Despite the fact that the album is delayed, you’re going to go on tour. Do you apprehend this moment? Is it complicated to organize the tour? Between sanitary measures, etc.
James: Above all, we are not going to make our audience take any risks. We are not going to take risks for the people who work with us on tour. We have to think carefully about what we are going to do and we obviously don’t have the answer to this question yet. However I am confident that as a group we like to do concerts, we are a “live band” and that we will soon be at your door. (laughs)
But I have to be honest, I have no idea when we can go back on tour and when it will be a good idea to consider it. There are very different ideas about this, but at least we have a lot of time to think about it and I hope people will be patient! Even if some can be very impatient. Not only for the concerts, but also for just going to have a pint at the pub and I don’t agree with that! We must take a conscientious approach to the situation and we will not bring people at risk of their health. I know the others (group members) are of the same opinion and I don’t want that.
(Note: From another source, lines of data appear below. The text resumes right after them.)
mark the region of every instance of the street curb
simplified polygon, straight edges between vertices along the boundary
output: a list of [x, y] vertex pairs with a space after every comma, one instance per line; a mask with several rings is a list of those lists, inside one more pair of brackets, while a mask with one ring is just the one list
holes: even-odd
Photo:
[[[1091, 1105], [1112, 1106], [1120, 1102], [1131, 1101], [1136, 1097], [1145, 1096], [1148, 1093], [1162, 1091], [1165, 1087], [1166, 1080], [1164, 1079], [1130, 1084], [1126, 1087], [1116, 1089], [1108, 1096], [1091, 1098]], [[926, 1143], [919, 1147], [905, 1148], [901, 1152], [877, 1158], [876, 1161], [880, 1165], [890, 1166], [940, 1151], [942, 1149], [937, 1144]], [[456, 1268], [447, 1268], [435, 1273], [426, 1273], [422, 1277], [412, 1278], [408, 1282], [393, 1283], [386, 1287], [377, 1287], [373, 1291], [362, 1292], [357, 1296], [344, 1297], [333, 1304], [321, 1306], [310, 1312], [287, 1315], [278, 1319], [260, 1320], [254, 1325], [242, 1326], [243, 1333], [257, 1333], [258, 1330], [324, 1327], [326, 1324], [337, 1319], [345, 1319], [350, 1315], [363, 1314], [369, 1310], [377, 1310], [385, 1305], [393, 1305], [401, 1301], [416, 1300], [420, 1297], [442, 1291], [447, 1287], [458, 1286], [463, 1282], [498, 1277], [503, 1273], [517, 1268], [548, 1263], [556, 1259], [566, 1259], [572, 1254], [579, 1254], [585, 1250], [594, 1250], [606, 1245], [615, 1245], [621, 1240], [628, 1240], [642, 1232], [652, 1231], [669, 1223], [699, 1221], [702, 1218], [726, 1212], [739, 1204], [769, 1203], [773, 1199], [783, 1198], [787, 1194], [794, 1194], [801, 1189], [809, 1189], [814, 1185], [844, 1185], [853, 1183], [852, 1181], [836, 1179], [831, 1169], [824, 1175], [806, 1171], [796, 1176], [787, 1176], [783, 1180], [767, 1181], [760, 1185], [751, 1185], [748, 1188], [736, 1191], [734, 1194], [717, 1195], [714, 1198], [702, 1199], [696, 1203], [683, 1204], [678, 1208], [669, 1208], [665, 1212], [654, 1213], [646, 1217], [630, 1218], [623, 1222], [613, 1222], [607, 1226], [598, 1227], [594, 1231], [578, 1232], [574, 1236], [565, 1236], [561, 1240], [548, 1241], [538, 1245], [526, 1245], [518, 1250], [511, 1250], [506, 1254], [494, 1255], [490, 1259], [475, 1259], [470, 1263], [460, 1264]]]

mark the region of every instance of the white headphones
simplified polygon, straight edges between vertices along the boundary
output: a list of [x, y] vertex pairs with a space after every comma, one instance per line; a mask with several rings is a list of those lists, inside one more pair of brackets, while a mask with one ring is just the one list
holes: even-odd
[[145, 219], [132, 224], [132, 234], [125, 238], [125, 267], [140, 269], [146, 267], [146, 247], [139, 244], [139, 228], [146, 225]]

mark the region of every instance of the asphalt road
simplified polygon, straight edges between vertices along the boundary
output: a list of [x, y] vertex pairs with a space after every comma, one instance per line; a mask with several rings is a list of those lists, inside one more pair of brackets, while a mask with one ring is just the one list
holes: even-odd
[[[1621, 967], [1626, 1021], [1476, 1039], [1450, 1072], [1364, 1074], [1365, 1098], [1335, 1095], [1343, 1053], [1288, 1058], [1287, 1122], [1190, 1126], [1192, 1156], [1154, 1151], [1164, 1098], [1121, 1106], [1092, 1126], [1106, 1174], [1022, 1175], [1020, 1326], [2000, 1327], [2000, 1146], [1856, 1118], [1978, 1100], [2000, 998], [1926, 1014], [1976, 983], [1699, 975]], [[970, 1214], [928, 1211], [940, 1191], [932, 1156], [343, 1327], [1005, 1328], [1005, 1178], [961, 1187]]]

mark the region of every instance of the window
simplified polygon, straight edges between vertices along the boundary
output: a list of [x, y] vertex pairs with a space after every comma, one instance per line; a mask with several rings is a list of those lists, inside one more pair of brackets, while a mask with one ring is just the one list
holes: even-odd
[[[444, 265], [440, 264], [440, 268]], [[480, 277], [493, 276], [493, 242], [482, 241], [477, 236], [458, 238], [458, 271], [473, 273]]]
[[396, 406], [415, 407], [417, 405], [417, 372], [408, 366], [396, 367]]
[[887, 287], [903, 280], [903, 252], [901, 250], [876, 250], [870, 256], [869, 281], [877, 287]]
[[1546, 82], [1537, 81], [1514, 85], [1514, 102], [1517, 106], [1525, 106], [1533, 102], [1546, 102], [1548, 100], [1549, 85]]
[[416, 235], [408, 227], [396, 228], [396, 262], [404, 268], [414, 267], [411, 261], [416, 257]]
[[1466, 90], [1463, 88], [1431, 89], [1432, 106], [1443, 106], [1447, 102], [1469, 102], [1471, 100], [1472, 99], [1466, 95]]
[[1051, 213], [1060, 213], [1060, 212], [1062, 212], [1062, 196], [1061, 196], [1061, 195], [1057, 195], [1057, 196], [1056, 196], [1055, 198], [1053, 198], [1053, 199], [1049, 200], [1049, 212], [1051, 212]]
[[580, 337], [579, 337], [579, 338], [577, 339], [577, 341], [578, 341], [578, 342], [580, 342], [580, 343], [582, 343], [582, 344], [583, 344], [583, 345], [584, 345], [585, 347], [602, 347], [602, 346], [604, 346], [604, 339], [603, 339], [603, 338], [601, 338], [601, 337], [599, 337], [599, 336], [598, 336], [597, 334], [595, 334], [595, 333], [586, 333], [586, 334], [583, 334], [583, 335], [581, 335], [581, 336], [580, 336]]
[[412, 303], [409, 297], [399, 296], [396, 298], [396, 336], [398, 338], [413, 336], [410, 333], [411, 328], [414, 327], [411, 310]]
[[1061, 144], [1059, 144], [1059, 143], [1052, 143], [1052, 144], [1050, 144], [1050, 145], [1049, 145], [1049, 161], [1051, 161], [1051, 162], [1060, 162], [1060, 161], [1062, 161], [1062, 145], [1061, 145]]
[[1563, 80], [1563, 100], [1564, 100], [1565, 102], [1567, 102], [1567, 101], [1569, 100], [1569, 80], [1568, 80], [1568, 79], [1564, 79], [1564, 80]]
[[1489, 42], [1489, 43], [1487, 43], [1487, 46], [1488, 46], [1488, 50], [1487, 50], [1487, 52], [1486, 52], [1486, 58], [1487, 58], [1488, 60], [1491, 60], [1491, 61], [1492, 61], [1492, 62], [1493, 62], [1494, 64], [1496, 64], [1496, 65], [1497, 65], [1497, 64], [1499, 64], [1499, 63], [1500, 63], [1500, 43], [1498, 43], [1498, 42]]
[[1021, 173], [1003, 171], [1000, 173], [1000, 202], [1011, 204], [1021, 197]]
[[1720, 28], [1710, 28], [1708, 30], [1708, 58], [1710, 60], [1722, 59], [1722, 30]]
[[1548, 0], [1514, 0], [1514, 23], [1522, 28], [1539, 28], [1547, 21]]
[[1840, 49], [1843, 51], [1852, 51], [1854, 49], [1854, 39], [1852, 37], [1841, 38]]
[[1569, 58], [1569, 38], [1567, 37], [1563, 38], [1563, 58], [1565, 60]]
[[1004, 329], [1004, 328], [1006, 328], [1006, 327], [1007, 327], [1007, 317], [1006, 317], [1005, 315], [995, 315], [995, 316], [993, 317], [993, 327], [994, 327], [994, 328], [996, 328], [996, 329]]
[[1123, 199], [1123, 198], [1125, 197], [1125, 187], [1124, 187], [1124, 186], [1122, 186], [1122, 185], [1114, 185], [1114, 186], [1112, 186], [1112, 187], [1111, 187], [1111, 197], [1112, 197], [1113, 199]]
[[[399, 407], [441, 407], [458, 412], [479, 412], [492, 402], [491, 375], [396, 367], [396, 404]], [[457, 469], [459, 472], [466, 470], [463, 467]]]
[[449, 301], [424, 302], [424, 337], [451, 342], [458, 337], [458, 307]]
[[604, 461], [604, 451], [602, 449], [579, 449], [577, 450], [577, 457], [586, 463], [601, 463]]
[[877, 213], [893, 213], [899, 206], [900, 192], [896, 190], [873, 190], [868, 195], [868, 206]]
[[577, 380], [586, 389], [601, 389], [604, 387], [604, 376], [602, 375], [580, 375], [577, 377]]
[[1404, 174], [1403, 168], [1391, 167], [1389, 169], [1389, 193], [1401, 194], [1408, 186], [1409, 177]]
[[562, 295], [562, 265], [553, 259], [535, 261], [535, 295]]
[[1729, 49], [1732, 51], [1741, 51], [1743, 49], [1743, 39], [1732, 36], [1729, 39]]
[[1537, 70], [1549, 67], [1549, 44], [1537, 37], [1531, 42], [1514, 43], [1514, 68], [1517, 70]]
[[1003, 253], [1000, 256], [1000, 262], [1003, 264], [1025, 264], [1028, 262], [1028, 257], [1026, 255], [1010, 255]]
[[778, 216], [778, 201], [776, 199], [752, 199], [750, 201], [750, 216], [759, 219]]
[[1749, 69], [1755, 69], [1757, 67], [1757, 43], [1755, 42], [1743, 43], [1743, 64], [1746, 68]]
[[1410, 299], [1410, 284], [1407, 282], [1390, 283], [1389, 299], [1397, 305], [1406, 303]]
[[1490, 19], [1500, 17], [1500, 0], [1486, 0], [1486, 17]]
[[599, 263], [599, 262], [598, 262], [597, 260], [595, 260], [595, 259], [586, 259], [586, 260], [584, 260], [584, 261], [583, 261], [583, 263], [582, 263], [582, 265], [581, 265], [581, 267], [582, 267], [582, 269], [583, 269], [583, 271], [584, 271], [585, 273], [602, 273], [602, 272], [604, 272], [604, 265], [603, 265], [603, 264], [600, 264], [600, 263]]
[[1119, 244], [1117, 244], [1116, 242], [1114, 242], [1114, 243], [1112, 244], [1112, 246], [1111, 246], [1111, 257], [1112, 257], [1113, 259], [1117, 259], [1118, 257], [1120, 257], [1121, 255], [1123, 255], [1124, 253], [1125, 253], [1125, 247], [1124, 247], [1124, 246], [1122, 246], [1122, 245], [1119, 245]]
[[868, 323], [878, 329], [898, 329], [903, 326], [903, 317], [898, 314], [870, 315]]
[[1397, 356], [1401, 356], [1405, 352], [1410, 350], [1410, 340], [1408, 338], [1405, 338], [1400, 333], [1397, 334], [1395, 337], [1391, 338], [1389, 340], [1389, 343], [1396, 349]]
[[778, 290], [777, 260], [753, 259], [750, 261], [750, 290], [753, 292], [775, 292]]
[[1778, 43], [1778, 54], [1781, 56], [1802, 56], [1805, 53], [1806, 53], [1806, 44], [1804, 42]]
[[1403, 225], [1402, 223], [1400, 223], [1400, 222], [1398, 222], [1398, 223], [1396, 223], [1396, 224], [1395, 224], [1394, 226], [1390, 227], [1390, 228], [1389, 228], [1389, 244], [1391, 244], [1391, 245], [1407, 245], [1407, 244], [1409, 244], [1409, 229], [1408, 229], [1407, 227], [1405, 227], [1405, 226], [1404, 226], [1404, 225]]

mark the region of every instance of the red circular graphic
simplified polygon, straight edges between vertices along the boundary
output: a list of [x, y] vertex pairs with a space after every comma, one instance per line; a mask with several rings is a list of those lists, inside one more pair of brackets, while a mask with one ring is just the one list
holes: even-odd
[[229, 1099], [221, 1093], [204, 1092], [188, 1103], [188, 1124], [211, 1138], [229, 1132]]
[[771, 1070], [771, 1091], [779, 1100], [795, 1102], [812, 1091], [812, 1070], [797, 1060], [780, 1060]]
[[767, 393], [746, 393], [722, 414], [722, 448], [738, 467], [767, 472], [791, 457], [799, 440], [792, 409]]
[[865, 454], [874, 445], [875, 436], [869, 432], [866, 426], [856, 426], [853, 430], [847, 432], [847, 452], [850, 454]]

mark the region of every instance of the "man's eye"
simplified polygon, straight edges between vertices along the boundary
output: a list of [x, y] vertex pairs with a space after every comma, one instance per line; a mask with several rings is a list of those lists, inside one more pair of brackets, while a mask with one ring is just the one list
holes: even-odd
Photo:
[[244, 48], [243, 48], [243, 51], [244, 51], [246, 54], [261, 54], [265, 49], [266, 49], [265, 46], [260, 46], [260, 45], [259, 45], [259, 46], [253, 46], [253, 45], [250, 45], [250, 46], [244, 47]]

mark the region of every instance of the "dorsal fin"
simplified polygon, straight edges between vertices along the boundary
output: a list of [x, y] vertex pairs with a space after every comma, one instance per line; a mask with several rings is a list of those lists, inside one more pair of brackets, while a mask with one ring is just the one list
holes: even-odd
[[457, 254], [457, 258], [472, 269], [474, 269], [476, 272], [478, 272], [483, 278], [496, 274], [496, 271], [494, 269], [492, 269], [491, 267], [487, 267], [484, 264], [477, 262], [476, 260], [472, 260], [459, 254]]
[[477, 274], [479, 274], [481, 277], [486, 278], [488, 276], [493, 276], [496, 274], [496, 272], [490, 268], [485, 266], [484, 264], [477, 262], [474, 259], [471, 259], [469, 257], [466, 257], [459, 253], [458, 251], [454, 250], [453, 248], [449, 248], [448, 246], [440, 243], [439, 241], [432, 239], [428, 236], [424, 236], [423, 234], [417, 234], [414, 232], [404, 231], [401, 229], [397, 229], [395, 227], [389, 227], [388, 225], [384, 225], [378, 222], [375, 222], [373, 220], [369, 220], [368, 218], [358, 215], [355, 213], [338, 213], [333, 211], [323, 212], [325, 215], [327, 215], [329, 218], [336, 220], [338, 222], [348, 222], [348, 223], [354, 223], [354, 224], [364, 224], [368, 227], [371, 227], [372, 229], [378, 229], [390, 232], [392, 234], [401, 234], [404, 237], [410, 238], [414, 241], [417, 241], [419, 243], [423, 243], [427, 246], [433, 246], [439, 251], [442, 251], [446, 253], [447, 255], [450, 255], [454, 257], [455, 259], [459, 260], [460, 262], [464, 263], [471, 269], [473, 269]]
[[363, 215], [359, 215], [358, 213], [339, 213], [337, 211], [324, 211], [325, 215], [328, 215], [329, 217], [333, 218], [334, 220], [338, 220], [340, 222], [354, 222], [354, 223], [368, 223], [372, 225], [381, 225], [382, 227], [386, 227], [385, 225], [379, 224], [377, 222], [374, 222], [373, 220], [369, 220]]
But I don’t have any other news, I’m sorry, I’m not going to announce an imaginary tour for the moment, you see! (laughs) But people’s health is the most important. I have been doing concerts for over 20 years, I think I can wait a bit before going back on stage.
With Biffy Clyro reinventing itself so much between each album, how do you convince old fans of your music to stay, but at the same time others to join the ride?
James: That’s a great question. (laughs) If you’re pushing your limits and making an album that’s very different from what you’re used to do, it’s complicated. I’m not a marketing person and I’m not trying to “sell” what we do. We just make music that we believe in and hope people like it and that it will make good shows!
But you can’t force someone to love our music and there is no guarantee on this new album. I think we’d go crazy trying to keep people who don’t want to listen to us anymore. Do what you believe in and choose your words carefully and don’t think about what people are going to say. Make the best music possible and cross your fingers! (laughs)
Last question, but not least, especially since you have already answered it last time too. Our media is called “RockUrLife”, so what rock your life, James?
James: (laughs) It’s not to flatter yourself or what, but to have had the opportunity to be able to chat with someone in France, while I’m at home in these difficult times and do that kind of connection and that chat that makes the world feel a little bit smaller for a moment. Trying to bring a little positivity between us, I don’t want it to sound too cheesy, but I must say that right now you rock my life! (laughs)
Thank you very much James. It was great to chat with you!
James: Thank you, hope to see you soon, bye!